After gaining insight into the mutual dependent arising and the emptiness of essence, we are just consciousness; we perceive something. We now know that if something is formed, for instance a flower, we can’t distinguish or define it by merely observing its physical appearance. The flower also needs everything around the physical appearance of the flower to be the flower. This means that without the air, the soil, the sun, et cetera, the flower would not exist. Because of this, the flower can’t be truly distinguished or defined, as it needs everything to exist, therefore, its essence is empty.
Every thing that is distinguished through our six senses has been formed. So form does not limit itself to thoughts; when a flower is seen, it is formed, even without thoughts. However, because we can’t really distinguish or define something, nothing is truly formed. Though, we still experience something, so this something is without form.
An example to explain the above; a young woman and an old woman are both present in the image below. For the young or the old woman to form, our mind has to interpret the lines in the picture. If one forms, the other stays ‘formless,’ but is still there.
The formless women need the picture to exist. The only difference between form and the formless is whether we distinguish it or not. Both are from the same nature. Therefore, the formless women are also of dependent arising and also devoid of an essence. So the formless something is also really nothing, because it depends on everything, just like form objects.
The following example clarifies the scope of the formless. We know that a flower grows out of a seed. We can observe this when we plant a seed and wait for the flower to grow. This means that the flower is already present in the seed, but the conditions for the flower to manifest (form) have not met yet; the flower needs to grow first. We can say that the presence of the flower in the seed is formless. Before the flower has manifested we cannot say that the flower isn’t there. If the flower has grown and someone asks you where the flower came from, you will say; the flower came out of the seed.

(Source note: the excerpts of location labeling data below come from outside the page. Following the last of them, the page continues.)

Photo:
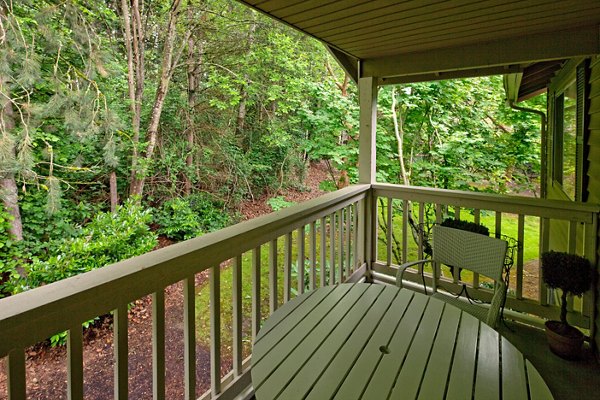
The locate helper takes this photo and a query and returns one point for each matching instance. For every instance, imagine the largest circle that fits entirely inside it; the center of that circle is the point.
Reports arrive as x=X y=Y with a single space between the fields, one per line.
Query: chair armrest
x=403 y=268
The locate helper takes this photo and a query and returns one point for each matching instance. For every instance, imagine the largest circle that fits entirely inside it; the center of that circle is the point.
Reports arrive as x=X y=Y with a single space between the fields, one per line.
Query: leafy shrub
x=108 y=238
x=569 y=272
x=278 y=203
x=211 y=212
x=186 y=218
x=177 y=220
x=41 y=229
x=466 y=226
x=10 y=253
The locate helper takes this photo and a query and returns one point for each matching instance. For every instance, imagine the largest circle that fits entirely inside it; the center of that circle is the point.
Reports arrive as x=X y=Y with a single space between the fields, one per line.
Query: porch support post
x=367 y=88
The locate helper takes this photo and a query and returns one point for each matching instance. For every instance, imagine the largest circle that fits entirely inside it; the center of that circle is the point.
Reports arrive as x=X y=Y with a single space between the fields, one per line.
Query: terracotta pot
x=565 y=341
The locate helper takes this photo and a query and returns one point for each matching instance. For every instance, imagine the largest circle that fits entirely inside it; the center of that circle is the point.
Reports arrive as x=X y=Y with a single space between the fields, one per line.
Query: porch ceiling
x=425 y=39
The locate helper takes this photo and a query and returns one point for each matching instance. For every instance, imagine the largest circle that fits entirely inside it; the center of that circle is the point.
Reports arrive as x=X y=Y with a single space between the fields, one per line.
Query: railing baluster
x=348 y=243
x=520 y=255
x=313 y=256
x=361 y=233
x=215 y=330
x=75 y=362
x=300 y=245
x=121 y=355
x=332 y=226
x=16 y=379
x=590 y=239
x=438 y=214
x=573 y=250
x=374 y=228
x=477 y=220
x=355 y=237
x=421 y=232
x=189 y=336
x=256 y=300
x=498 y=224
x=405 y=206
x=273 y=276
x=237 y=317
x=340 y=218
x=544 y=246
x=158 y=344
x=390 y=227
x=287 y=268
x=323 y=252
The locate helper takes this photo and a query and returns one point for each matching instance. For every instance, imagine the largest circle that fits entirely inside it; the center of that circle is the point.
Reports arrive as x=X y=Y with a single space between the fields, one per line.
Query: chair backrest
x=467 y=250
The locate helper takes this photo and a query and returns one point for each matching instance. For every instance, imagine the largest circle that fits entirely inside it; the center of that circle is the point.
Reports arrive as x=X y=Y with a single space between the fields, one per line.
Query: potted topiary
x=571 y=274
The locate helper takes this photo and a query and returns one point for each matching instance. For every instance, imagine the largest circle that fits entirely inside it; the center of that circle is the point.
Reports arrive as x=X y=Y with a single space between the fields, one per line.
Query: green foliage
x=466 y=226
x=107 y=239
x=10 y=255
x=278 y=203
x=186 y=218
x=568 y=272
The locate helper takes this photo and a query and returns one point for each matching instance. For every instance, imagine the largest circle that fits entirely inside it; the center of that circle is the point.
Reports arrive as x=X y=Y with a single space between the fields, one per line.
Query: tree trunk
x=167 y=67
x=399 y=132
x=134 y=45
x=241 y=117
x=194 y=59
x=114 y=195
x=343 y=137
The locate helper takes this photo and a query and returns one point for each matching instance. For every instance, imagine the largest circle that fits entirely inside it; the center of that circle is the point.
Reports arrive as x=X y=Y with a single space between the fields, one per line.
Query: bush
x=278 y=203
x=107 y=239
x=10 y=253
x=189 y=217
x=568 y=272
x=466 y=226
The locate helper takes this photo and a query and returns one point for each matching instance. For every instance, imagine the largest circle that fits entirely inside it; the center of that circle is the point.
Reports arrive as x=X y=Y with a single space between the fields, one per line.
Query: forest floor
x=46 y=366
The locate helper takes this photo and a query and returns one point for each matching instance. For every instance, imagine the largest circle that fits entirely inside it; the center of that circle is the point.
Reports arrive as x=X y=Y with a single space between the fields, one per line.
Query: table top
x=372 y=341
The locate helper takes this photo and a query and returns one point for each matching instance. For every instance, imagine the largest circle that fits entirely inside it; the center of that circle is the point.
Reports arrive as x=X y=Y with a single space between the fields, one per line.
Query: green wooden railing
x=331 y=220
x=357 y=233
x=526 y=222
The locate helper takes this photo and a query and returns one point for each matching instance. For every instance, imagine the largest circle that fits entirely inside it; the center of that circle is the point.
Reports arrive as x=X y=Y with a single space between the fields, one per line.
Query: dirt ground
x=46 y=366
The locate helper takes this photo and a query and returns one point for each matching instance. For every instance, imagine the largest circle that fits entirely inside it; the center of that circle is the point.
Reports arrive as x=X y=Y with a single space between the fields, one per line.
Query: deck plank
x=376 y=361
x=538 y=390
x=514 y=385
x=409 y=379
x=440 y=362
x=463 y=364
x=293 y=351
x=487 y=379
x=358 y=349
x=361 y=320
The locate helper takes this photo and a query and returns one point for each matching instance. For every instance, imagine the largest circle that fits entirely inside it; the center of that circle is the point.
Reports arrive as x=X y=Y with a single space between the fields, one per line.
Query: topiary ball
x=568 y=272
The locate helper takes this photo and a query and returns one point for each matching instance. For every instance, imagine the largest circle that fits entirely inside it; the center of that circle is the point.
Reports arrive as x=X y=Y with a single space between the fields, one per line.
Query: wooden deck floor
x=567 y=380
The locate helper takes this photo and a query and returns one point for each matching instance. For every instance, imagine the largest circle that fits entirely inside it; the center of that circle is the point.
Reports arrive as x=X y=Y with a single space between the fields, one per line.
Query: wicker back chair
x=469 y=251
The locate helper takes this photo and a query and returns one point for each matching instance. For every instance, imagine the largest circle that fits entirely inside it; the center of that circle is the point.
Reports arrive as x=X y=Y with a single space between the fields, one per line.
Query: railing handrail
x=556 y=209
x=32 y=316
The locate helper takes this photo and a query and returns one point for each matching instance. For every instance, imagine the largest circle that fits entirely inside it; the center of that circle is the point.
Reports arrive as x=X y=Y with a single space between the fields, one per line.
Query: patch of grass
x=203 y=291
x=509 y=227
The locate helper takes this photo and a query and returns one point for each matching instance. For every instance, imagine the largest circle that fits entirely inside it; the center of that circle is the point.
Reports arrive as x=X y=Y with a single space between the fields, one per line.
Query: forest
x=122 y=121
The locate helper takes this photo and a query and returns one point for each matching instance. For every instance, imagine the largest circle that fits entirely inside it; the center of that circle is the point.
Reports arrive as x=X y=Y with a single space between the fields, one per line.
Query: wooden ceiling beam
x=348 y=64
x=438 y=76
x=581 y=41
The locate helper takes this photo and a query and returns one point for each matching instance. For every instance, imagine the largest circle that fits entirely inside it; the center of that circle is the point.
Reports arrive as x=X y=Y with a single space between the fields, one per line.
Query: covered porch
x=360 y=233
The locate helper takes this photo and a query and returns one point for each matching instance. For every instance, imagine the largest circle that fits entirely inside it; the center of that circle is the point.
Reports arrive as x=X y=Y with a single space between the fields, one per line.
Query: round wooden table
x=371 y=341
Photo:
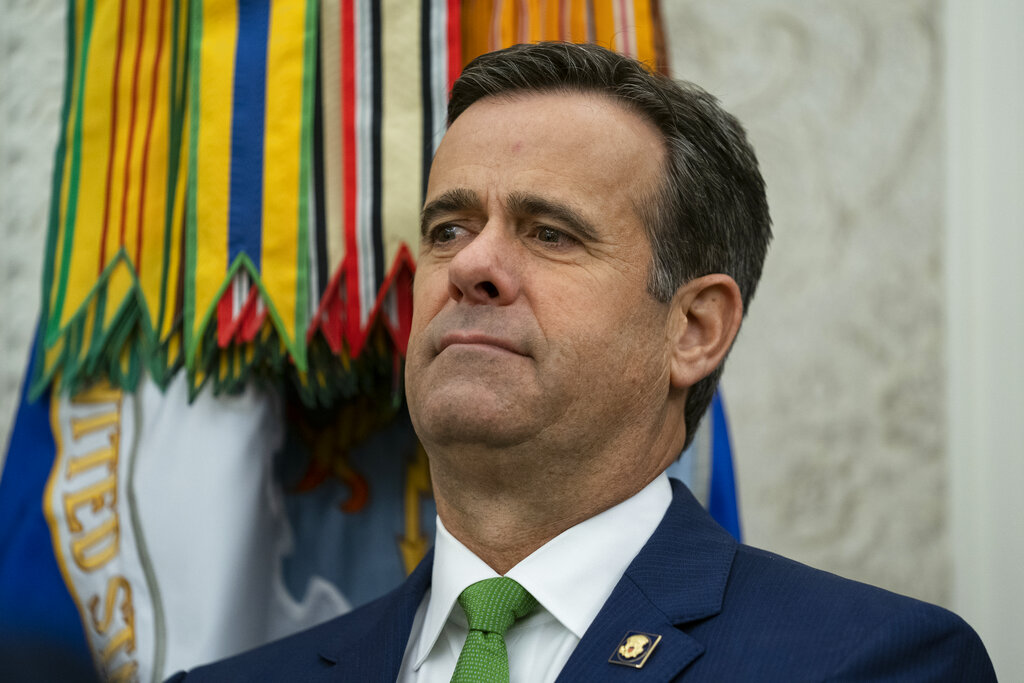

Just like the seed comes from a flower, we could say that this flower is still formlessly present in the seed. Everything before the moment the seed was formed, made the seed into what it is. So the seed was never not there; it was just formless and had not manifested itself yet. Also, the flower and the seed will never go, as the remains of the flower and the seed will fertilize the soil.
Below is an example of how we identify ourselves with the formless, from which we subsequently identify ourselves. Imagine standing next to a busy street in a big city, where you hear a mixture of moving vehicles. Suddenly you distinguish a different sound between these sounds. In the moment before you distinguish the other sound, you identify the formless; although you have not yet been able to distinguish the other sound from the sound of the vehicles, it is present. If you then shift your attention to the direction where you seemed to hear something else, you distinguish this other sound from the rest. In the same way that you shift your attention on the lines in the image of the two women above, to see the other woman. Before you see the other woman, the woman is already present in the lines of the image, we just have not been able to distinguish her.
If we focus our attention on the other sound, this appears to be the chirping of a bird. Because you notice the chirp, you identify with this sound; your consciousness perceives it. However, now we know that the essence of the chirping is empty, because the chirping needs everything outside the sound to exist, we cannot identify with the sound, because there is nothing to identify with.
Before you distinguished the chirp, you already identified yourself with the sound that you did not consciously perceive. Although you did hear something, you were not yet aware of what this was. The same happens when identifying the two women. Before you see the other woman in its entirety, you see a part of this woman, and although you have not yet been able to distinguish the woman, you notice that there is something. You then identify yourself with this something, because form manifests from this something. Once you have let go of the identification with form, you are left with the identification of the formless. Although you no longer distinguish or define a form, you recognize that you experience something. However, this something is no different than the reality that we distinguish, and has therefore also emerged dependently.
So, there is a formless something, without us distinguishing, defining, or interpreting it via our six senses. Also through our intuition and instinct we experience the formless. If we realize that the formless is also essentially empty, since the formless has the same nature as form objects, we do not identify with the formless anymore, as there is nothing to identify with. The only identification which exists is our mental fabrication, an attempt to identify with something.
There is really no coming (birth), as the manifestation of form already existed in the formless. Just as there is no going (death), as form will continue to exist in the formless when the form dissolves. If we do not identify with something anymore, we attain Nirvana and liberate ourselves from Samsara. Samsara is the endless cycle of rebirth, which is described in Buddhist texts. This rebirth occurs whenever someone tries to define an experience in form and every time when someone tries to identify with an experience which did not appear in form (the formless).
We are merely a mental fabrication from the attempt to identify and define ourselves out of ignorance. The ignorance that there truly is nothing to identify with permanently. We attain Nirvana when we also have let go of the identification with the formless. We are conscious that nothing is truly formed, as the essence of form is empty. This emptiness means that something is without form. However, also the essence of the formless is empty, and is therefore nothing. So nothing is formed, and nothing is without form. Nothing does not come, and nothing does not go. Nothing is permanent; everything is impermanent. We are dissolved into nothingness, as we were nothing to begin with.